Diet-Driven Changes to Microbial Metabolites and Their Impacts on Therapeutic Outcomes

Fecal microbiome transfer (FMT) and high fiber diet-intervention studies have identified a significant contribution of the gut microbiome to response rates in therapies such as anti-PD1 immunotherapy. Similar diet interventions have shown paradoxical impacts in reducing immune activity leading to improvements in autoimmune or chronic inflammatory conditions. To better understand and leverage these relationships, our lab uses in vitro model systems to investigate the relationship between particular dietary components, modulation of microbial metabolism, and disease in downstream tissues in the hopes of developing better prebiotics.

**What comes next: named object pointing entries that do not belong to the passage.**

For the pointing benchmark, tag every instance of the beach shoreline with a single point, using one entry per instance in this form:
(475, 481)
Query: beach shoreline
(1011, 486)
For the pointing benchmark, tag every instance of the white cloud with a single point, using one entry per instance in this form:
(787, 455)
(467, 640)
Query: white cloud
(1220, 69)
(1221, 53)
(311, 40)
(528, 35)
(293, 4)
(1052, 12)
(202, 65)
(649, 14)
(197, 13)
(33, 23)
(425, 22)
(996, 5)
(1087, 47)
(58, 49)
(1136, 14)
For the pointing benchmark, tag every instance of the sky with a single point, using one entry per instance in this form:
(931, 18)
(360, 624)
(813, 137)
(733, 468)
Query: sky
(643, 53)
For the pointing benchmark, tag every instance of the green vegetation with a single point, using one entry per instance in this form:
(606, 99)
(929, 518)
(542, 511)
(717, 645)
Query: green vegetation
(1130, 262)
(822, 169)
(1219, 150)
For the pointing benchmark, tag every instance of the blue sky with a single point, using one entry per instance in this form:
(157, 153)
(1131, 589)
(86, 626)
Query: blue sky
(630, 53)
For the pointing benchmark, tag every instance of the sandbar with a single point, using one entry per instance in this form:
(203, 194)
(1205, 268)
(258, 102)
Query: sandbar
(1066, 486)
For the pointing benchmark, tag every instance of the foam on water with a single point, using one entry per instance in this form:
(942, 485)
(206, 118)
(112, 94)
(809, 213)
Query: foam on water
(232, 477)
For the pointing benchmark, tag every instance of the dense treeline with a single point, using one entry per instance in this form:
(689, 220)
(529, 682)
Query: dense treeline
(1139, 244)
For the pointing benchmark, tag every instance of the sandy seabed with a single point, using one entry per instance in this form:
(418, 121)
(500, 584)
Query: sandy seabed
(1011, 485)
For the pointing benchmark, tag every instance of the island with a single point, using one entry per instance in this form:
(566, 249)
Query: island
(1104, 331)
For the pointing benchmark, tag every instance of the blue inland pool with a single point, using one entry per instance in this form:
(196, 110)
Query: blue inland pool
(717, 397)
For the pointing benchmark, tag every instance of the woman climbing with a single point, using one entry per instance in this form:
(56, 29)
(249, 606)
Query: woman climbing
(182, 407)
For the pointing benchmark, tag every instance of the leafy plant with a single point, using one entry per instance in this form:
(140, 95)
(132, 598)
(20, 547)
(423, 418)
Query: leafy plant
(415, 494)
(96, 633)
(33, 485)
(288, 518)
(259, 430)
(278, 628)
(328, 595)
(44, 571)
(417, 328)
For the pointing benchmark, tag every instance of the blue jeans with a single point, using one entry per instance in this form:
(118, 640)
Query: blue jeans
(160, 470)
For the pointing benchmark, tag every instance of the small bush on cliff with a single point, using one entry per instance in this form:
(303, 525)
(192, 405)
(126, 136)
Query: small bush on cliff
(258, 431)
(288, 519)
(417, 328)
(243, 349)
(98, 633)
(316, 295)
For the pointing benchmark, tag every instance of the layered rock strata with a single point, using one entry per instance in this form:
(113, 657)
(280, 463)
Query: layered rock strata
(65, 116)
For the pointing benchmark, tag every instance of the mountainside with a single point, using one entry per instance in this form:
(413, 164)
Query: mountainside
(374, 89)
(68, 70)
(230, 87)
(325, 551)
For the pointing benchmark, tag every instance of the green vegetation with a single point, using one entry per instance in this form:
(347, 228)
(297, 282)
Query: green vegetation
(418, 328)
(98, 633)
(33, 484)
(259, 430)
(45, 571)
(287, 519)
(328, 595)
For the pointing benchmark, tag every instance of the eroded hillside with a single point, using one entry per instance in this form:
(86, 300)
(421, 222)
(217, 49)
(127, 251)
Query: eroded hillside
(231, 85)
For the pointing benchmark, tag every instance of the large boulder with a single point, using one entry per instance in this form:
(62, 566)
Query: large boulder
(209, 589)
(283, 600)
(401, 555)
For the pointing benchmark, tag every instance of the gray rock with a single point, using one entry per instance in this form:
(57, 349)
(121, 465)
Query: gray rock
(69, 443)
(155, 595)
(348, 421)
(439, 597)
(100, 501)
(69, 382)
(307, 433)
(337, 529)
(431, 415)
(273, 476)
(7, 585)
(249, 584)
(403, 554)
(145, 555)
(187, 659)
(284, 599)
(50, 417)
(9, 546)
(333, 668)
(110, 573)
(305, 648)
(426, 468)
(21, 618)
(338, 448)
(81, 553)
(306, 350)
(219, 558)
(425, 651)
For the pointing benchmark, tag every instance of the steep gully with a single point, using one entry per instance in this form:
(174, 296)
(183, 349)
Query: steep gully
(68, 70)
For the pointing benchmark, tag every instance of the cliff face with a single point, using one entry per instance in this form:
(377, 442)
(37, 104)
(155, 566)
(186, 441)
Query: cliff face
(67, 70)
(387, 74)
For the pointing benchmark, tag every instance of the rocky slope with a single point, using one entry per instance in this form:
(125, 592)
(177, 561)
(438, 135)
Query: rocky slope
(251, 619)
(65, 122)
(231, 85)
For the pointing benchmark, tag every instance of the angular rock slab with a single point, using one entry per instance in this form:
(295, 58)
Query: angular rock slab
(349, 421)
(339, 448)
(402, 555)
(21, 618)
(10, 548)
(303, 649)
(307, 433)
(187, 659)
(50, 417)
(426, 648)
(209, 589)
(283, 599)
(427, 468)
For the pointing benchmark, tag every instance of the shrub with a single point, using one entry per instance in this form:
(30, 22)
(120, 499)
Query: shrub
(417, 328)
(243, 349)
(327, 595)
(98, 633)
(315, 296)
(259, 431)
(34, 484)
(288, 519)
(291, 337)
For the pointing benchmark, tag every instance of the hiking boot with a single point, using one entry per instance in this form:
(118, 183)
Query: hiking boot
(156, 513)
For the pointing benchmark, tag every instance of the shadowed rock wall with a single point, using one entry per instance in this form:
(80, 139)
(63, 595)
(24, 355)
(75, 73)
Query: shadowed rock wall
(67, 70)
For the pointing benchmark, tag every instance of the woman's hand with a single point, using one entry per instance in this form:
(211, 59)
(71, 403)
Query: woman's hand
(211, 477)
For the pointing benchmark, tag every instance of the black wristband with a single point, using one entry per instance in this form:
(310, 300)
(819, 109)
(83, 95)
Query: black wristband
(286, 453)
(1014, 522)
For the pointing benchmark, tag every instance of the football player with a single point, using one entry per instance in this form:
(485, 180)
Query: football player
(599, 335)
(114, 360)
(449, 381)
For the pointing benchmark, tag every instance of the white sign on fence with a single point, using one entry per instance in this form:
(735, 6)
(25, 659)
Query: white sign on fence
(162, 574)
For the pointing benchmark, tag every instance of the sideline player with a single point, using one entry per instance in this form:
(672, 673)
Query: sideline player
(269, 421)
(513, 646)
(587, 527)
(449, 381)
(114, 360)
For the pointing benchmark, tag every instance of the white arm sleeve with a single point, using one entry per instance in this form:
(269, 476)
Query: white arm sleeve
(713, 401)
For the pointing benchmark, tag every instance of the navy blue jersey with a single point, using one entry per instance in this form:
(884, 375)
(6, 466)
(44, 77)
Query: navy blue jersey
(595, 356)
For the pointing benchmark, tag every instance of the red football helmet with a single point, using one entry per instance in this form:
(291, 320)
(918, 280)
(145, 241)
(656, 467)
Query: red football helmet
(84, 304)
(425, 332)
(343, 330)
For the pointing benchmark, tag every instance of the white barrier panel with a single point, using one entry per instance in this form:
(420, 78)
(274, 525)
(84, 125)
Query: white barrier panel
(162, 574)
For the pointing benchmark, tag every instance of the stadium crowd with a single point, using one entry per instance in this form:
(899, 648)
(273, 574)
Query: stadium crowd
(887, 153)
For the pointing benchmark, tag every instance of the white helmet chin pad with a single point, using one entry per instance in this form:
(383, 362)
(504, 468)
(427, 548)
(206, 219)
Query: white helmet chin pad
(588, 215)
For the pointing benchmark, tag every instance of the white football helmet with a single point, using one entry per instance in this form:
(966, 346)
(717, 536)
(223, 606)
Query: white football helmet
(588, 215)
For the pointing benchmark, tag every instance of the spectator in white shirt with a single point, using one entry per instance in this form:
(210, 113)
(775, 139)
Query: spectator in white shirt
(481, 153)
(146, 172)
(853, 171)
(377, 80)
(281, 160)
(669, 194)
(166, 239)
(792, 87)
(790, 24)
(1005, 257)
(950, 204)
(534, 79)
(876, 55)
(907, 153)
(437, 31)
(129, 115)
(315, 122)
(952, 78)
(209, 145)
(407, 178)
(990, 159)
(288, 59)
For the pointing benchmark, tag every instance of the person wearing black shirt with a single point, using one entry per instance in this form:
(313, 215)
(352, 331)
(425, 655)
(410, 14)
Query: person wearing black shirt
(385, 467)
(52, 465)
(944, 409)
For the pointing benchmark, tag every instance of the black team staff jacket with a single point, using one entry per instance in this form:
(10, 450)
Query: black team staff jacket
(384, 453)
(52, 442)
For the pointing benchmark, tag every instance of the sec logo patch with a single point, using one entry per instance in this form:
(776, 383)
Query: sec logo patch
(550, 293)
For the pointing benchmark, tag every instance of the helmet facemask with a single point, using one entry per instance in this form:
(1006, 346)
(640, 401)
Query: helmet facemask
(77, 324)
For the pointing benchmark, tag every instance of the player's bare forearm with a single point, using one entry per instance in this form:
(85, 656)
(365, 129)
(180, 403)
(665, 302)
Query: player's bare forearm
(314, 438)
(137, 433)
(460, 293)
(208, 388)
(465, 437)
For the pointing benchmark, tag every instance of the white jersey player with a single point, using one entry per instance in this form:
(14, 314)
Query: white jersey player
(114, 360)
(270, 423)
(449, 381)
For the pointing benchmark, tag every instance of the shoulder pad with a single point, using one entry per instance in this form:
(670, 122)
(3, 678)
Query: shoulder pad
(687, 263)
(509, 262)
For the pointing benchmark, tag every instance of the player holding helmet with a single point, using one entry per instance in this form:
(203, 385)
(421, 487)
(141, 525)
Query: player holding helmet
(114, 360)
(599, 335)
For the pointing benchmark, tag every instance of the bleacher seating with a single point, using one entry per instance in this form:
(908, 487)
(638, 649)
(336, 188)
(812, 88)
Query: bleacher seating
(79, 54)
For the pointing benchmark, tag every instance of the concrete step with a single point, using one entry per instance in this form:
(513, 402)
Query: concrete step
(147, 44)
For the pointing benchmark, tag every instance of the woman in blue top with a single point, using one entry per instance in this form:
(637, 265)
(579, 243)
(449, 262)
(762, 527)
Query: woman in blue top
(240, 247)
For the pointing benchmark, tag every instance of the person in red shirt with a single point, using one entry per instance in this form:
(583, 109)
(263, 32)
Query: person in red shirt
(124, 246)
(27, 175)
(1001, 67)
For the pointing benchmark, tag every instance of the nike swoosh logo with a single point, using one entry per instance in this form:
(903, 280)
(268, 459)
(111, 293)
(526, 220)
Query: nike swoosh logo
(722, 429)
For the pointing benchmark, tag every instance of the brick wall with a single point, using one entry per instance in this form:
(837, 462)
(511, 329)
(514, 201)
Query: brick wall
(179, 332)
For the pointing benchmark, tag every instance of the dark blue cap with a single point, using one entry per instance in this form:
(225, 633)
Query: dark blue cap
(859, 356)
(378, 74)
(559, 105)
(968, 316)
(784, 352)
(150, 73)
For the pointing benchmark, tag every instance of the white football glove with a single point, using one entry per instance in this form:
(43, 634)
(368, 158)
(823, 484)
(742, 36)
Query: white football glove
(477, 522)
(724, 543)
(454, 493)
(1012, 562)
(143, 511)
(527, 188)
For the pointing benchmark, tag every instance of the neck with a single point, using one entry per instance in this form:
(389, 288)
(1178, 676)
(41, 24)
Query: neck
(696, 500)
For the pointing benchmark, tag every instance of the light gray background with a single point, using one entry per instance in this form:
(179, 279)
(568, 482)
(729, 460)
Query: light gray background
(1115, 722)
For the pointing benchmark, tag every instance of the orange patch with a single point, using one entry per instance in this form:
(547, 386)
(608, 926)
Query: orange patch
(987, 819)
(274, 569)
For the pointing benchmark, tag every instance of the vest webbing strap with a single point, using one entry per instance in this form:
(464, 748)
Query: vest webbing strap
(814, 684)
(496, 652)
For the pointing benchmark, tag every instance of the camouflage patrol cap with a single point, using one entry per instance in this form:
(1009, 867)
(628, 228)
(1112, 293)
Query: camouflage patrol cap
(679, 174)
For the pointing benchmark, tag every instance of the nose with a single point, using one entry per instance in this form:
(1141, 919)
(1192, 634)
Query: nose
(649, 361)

Organ-on-Chip Models to Study Microbial Metabolites

Using our previously published model, we are tailoring gut microbiome-on-chip devices to study how components of our diets impact microbial metabolite levels, and how those impact health and disease states throughout the body. To do this, we are optimizing culture conditions to integrate physiologically relevant media substitutes and are reconstructing the protective mucus niche using cell line-based model systems.